Hi Jeremiah,
I hope you don't mind that I've cc-ed our public mailing list, which is
where discussions like this belong. Dear list, Jeremiah is asking about
our plans for the future of the pageview API.
We definitely see the API as a priority. Right now we are fixing bugs and
improving capacity and loading processes, so maintenance. We are a small
team and we want to make sure we have a solid platform on which to build
new features.
But, we are increasingly committed to publishing open data, and
actively working through the tricky security and privacy implications,
that's one of our main goals this quarter [1].

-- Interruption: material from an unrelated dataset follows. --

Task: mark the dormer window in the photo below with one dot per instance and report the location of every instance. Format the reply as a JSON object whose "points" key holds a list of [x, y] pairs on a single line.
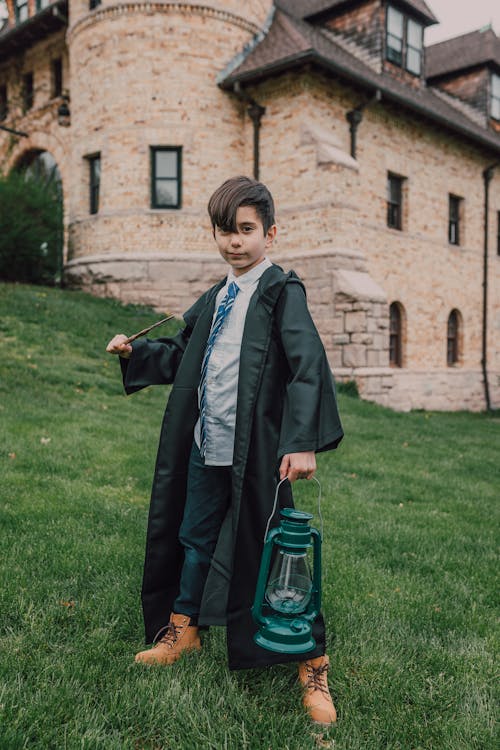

As for the date range available, we only have the quality source data we
need going back to May 1st, 2015. We will finish back-filling to that date
but we can't go further back since we delete the more sensitive raw logs
that we generate this data from (for privacy reasons).
To follow our work in general, please see our backlog [2] and the tag for
the pageview api [3]. We also have a large amount of requests that we
haven't turned into individual tasks, they are in the form of a
conversation here:
https://phabricator.wikimedia.org/T112956
[1]
https://www.mediawiki.org/wiki/Wikimedia_Engineering/2015-16_Q3_Goals#Analy…
[2]
https://phabricator.wikimedia.org/tag/analytics-kanban/
[3]
https://phabricator.wikimedia.org/tag/pageviews-api/ (this is new so we
are still tagging the relevant tasks).
On Wednesday, February 17, 2016, Jeremiah Lewis <jeremiah.lewis(a)razorfish.de>
wrote:
Hey Dan,
Oliver Keyes, with whom I've been chatting with about his pageviews
package for R, gave me your contact details. Oliver indicated that you are
currently in charge of the pageviews rest API and might be able to shed
light on the roadmap for future releases.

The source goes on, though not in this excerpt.